Published by Lightning Books, 2021, 320 pages.
“Memories? They’re the bits you feel and the bits you’re told, and they all come together in your mind as sound bytes and snapshots. Some you lose, and some become part of someone else’s memories. Some bits just disappear, and you end up looking for them for the rest of your life, not knowing why, because all you can do now is to care or break down.”
Katrina Klain grew up in Australia. Her parents, Alfred and Bettina, came over from Germany after the Second World War. They never talk about the past. When she asks her parents why the children in her school call her a Nazi, they say they will tell her another time. What happened back in Germany? What did they run from?
Then one day, a postcard for Bettina arrives from Austria. Bettina tells Katarina that it is from Harald, Alfred’s brother. This is the first time that Katarina hears that she has an uncle. She peppers her mother with questions. “Mum went to the sideboard. Bruised camellia petals had fallen from their wiry stems. She swept them into her hand and propped the postcard against the empty vase. ‘He is dead,’ she said.”

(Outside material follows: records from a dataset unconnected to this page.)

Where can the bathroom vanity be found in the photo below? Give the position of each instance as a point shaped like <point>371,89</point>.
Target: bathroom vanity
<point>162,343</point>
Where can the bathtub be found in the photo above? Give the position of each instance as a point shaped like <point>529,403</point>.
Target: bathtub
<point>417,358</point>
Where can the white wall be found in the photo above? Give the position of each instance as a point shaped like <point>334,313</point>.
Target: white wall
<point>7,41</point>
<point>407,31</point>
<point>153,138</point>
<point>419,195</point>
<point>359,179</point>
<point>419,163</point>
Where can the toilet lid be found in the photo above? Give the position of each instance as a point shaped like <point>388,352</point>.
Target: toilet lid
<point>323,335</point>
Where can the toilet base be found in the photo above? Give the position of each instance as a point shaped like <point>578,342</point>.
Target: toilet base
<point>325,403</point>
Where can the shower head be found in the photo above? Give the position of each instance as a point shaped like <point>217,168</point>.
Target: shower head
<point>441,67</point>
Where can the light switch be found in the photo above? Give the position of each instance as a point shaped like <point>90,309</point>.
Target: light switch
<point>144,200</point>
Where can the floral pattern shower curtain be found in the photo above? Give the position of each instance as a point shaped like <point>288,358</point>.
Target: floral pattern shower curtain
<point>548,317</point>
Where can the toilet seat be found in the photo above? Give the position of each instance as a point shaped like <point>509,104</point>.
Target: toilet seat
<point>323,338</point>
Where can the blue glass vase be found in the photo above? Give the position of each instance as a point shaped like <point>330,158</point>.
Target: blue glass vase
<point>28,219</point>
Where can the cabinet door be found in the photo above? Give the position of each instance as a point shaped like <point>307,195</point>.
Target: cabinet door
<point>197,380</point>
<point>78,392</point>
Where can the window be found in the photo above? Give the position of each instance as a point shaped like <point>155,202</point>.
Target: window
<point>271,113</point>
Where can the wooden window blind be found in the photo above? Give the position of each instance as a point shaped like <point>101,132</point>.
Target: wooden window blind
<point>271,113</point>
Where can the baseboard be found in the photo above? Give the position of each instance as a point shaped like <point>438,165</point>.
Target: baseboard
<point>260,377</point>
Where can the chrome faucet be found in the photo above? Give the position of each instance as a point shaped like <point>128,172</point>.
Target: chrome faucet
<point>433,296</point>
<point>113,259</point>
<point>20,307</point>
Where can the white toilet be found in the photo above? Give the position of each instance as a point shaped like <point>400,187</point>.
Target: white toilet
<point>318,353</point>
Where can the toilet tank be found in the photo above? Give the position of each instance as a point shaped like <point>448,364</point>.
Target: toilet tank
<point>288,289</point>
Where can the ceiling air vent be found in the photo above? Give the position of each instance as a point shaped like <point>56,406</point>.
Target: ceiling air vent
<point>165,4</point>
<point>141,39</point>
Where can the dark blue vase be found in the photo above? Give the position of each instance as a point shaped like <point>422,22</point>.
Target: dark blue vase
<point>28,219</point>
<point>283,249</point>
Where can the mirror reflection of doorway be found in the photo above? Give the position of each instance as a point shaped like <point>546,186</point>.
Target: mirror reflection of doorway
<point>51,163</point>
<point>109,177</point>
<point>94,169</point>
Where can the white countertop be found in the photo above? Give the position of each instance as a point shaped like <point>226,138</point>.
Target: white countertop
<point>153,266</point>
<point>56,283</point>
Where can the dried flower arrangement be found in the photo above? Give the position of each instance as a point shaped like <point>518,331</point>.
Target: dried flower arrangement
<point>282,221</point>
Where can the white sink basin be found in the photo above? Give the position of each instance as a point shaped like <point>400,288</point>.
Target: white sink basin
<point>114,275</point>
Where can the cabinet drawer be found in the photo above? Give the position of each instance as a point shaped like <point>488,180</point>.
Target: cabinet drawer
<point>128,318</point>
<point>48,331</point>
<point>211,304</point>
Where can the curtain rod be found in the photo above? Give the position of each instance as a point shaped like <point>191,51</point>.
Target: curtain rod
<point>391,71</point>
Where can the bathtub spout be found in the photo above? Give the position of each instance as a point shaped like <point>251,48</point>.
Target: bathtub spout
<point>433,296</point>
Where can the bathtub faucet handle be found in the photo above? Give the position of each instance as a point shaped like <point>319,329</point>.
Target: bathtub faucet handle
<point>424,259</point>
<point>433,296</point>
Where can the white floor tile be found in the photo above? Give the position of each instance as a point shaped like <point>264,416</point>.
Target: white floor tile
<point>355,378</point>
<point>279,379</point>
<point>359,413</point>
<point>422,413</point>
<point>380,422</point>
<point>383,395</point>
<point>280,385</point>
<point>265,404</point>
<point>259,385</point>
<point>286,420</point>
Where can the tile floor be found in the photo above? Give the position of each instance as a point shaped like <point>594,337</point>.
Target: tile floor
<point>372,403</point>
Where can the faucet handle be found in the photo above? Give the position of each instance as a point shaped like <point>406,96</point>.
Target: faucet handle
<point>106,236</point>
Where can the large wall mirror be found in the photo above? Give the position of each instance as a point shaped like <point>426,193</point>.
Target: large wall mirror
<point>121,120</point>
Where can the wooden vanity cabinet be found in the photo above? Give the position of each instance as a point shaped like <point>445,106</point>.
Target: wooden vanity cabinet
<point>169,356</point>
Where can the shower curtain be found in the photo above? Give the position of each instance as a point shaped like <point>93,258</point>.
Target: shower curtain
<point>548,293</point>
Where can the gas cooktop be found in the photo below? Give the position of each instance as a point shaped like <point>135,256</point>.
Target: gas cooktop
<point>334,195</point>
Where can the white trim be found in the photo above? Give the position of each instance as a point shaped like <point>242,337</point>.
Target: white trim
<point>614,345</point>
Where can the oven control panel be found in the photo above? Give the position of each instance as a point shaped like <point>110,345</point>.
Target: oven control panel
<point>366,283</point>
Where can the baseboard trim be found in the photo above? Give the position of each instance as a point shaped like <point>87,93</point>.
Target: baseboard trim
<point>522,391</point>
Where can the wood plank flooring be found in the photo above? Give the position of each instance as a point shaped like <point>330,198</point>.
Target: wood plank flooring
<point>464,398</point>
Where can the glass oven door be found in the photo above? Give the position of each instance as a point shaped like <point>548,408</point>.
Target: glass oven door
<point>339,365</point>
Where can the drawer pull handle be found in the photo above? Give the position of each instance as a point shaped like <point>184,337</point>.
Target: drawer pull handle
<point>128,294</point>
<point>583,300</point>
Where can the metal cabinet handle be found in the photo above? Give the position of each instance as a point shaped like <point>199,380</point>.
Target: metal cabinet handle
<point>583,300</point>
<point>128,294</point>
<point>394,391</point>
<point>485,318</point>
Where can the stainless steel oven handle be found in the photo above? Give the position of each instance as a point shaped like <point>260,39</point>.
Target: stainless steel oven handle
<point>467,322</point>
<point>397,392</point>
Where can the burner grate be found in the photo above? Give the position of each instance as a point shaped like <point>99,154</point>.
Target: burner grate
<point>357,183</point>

Obviously there had been a falling out between the two brothers. According to Alfred, Harald was a deserter, but there seems to be more to that story. The family is full of secrets. Alfred’s mother hated Bettina and it wasn’t entirely clear why. Katrina tries to ferret out the reason: it was not just the fact that Bettina was a farm girl and a Protestant. “My grandmother thought that my mother had discovered a secret, and had kept silent for most of her life. The silence must have been more excruciating for my grandmother than any divulgence.” What was the secret?
Katrina decides to find out for herself. So she books herself a trip to Europe to find the truth about her family, starting with Vienna to find her uncle Harald. Was her uncle really a deserter or an anti-Nazi hero? In East Germany, Bettina’s sister Irmgard tells her about Bettina as a girl in her Arbeitsdienst uniform, from whom the family had to hide the fact that their father was helped by a Jew. It seems that everything Katrina discovers about her family just leads to more questions.
The story unfolds from the points of view of Katrina and Bettina. Bit by bit, Sylvia Petter unravels the tangle of lies and half-truths that Katrina has been told.
I enjoyed this book. The framing device is quite interesting. Katrina is on a 20-hour flight back to Australia and is trying to put the pieces of her family’s history together, almost like she is watching an in-flight movie. What threw me was the way Petter begins. Katrina seems to be a place of limbo, a panopticon, after being murdered. She is prompted to tell her story by the spirit of a journalist, Jaimie Stadler, who refers to himself as “the keeper of lost endings”. He obviously knows a great deal about her life, but she needs to tell the story to be able to get out of the panopticon.
But let’s not forget that, in the end, these are Katrina’s memoirs, and it’s never clear how much of the narrative is true. Petter plays with the way we remember, blurring the line between reality and fiction (the subtitle of the book is The Fictional Memoirs of Katrina Klain, which should sound warning bells!). I love the way Petter does this: I find subjective views of reality fascinating. And after all, don’t we all mix up reality and imagined reality in the way we remember things, in the way we play out our memories in the cinema of our minds? We are all, in a way, beautiful liars.
Note: I know Sylvia from the time she lived in Geneva.